Personal information
- Full name: William Henry Skitch
- Born: 31 August 1860 Bendigo, Victoria, Australia
- Died: 13 July 1944 (aged 83) Kawakawa, Northland, New Zealand

Domestic team information
- 1883/84: Otago
- Source: CricInfo, 24 May 2016

= Bill Skitch =

New Zealand cricketer

William Henry Skitch (31 August 1860 - 13 July 1944) was a New Zealand cricketer. He played two first-class matches for Otago during the 1883–84 season.
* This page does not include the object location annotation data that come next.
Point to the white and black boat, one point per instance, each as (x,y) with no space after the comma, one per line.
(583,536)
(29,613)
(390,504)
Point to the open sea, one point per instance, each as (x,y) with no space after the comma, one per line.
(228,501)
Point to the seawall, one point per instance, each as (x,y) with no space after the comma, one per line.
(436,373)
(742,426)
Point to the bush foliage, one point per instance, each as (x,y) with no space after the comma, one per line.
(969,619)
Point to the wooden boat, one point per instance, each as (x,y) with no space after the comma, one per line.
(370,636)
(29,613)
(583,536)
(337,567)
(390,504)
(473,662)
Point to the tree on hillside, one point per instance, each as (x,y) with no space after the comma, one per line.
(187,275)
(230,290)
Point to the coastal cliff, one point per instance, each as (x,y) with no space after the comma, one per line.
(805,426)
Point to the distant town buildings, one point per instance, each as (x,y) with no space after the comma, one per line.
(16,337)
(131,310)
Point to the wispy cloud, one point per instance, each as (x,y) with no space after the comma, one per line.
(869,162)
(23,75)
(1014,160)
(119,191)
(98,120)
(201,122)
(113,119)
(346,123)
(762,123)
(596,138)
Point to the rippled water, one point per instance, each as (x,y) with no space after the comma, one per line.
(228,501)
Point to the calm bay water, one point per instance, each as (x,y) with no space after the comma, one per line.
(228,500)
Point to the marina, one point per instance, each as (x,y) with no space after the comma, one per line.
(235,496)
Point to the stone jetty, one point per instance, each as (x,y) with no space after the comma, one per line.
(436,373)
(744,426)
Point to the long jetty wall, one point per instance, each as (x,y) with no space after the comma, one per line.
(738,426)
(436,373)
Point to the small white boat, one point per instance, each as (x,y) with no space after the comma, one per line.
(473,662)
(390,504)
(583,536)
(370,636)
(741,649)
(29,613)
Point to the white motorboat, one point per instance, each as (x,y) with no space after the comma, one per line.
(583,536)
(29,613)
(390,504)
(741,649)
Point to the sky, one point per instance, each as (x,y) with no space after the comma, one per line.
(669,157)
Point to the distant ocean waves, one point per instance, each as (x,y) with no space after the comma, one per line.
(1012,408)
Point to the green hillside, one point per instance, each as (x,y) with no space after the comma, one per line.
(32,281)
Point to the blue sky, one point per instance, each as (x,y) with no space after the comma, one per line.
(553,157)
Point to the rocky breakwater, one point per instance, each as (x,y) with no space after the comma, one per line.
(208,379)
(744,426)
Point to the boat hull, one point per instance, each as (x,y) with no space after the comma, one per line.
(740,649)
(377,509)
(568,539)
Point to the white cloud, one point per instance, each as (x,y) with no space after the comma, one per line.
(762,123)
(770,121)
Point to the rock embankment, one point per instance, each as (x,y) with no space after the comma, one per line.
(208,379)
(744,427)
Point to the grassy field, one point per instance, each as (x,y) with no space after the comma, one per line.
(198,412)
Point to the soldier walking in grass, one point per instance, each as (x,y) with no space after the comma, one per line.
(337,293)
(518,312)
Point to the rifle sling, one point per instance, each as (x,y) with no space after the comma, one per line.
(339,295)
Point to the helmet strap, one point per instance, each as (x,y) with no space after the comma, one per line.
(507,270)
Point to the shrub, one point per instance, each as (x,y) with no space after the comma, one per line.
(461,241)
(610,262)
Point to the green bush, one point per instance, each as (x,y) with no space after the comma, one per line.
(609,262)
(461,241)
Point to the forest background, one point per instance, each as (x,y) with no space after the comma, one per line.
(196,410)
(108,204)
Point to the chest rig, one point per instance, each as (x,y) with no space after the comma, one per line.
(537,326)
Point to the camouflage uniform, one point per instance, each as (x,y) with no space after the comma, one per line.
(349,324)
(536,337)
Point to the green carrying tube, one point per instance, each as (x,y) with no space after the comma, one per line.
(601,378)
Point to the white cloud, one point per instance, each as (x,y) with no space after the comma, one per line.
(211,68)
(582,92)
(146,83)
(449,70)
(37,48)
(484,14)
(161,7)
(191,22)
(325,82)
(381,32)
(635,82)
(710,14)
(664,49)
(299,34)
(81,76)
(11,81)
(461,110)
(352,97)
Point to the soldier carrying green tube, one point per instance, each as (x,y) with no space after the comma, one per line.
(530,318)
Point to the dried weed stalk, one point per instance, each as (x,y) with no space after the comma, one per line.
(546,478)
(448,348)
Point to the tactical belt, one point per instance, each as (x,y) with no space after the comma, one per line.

Skitch was born at Bendigo in Australia and was educated at Bendigo School. After moving to New Zealand he was prominent in Otago cricket as a player, administrator and umpire for 34 years until he moved to Auckland for business reasons in 1907. He umpired seven first-class matches, six of them at the Carisbrook ground in Dunedin, between 1898 and 1903. He was elected a life member of the Dunedin Cricket Club, of which he was one of the founders, in 1901. He also won prizes as a professional sprinter and was a member of the Dunedin fire brigade teams that won competitions around New Zealand.

Skitch married Ellen Matilda Mariner in Dunedin in November 1881. She died at their home in Grey Lynn, Auckland, in May 1938. He moved to live with his son in Manurewa, and died in July 1944, aged 83.